# Daily Blog #69 - Dimensionality Reduction with PCA (Principal Component Analysis)
### July 8, 2025 

When working with large datasets, especially ones with many features (columns), models can:

* Overfit easily (too much noise)
* Run slower
* Become hard to interpret

**PCA** helps reduce the number of features while keeping as much **variance** (information) as possible.


### **Core Idea**

PCA transforms the original features into **new axes** (called *principal components*) that are:

* **Uncorrelated**
* Ordered so that the **first few capture most of the variance**

Imagine rotating the entire dataset so that most of the meaningful information aligns with the first axis.

### Example:

Suppose you have 3 features: height, weight, and BMI. They're highly correlated.

PCA can reduce this to just **1 or 2 principal components** that still retain the essence of the data.


### Step-by-Step Breakdown:

#### 1. **Standardize** the Data

PCA is sensitive to scale.
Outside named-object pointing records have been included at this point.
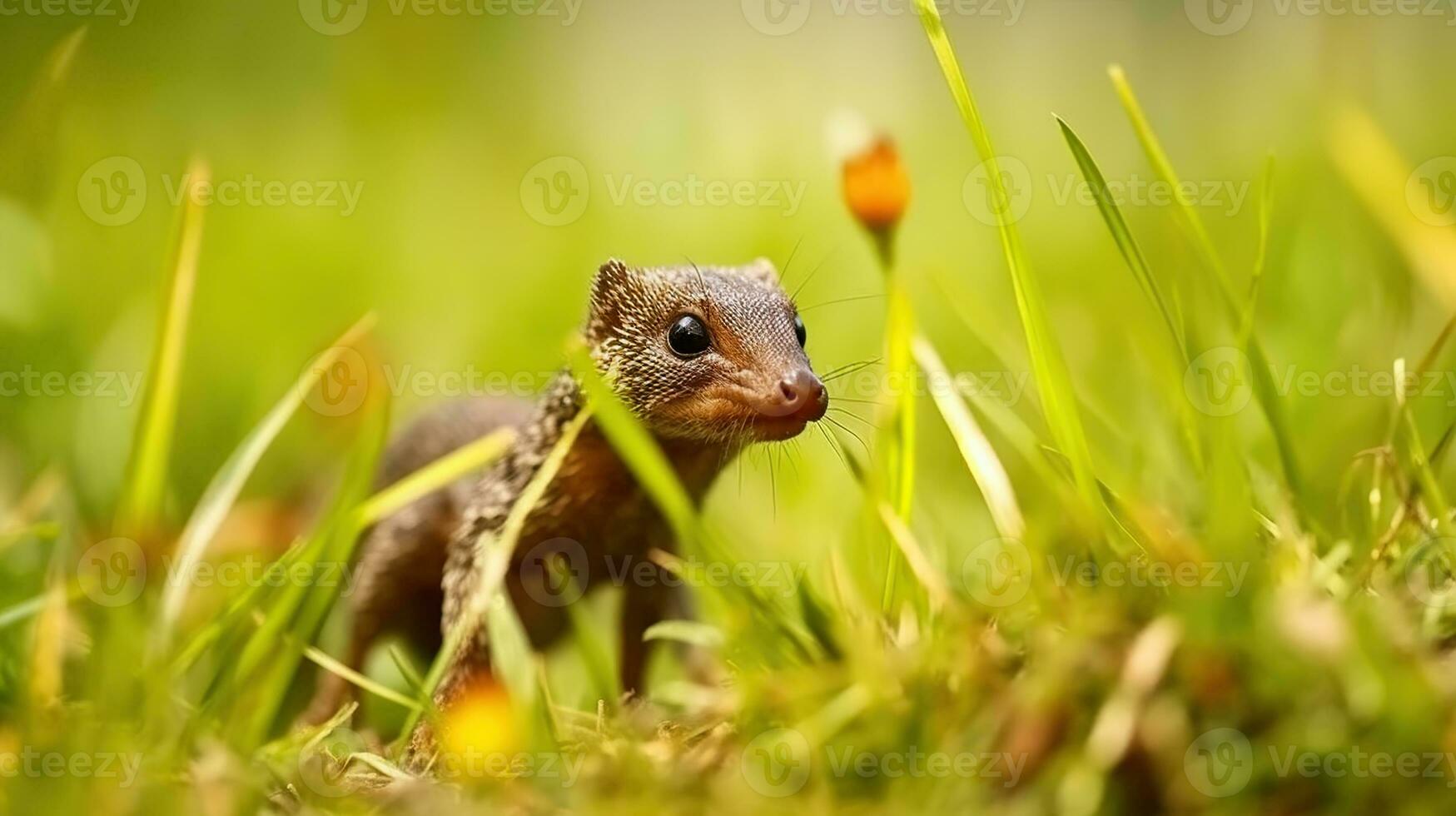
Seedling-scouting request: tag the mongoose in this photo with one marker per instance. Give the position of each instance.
(711, 359)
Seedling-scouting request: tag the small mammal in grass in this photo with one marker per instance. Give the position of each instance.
(711, 359)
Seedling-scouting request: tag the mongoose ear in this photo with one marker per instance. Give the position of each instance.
(763, 270)
(610, 289)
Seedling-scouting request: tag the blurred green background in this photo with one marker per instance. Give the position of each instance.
(439, 120)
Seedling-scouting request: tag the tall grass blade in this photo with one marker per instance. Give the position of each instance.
(1137, 264)
(1123, 236)
(152, 443)
(264, 672)
(979, 455)
(1053, 379)
(229, 480)
(1261, 378)
(1379, 175)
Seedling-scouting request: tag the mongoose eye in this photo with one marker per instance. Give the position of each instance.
(688, 337)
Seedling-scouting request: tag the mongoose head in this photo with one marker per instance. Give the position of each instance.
(707, 353)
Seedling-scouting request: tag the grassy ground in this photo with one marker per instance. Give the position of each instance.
(1131, 500)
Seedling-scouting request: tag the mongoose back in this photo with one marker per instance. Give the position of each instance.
(711, 359)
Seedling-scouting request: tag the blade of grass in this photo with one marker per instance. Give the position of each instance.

Always normalize:

```python
from sklearn.preprocessing import StandardScaler
scaler = StandardScaler()
X_scaled = scaler.fit_transform(X)
```

#### 2. **Apply PCA**

```python
from sklearn.decomposition import PCA
pca = PCA(n_components=2)
X_pca = pca.fit_transform(X_scaled)
```

#### 3. **Inspect Explained Variance**

```python
print(pca.explained_variance_ratio_)
```

This tells how much variance each component holds.


### Visualization

You can now plot your 2D PCA-reduced data:

```python
import matplotlib.pyplot as plt
plt.scatter(X_pca[:, 0], X_pca[:, 1], c=y)
plt.xlabel("PC1")
plt.ylabel("PC2")
plt.title("PCA Result")
plt.show()
```

### Takeaways:

* PCA is **unsupervised** – doesn’t care about labels.
* Great for **visualizing** high-dimensional data.
* Use it **before clustering or classification** to improve speed and performance.
* But: You lose **interpretability** – PCs are combinations of original features.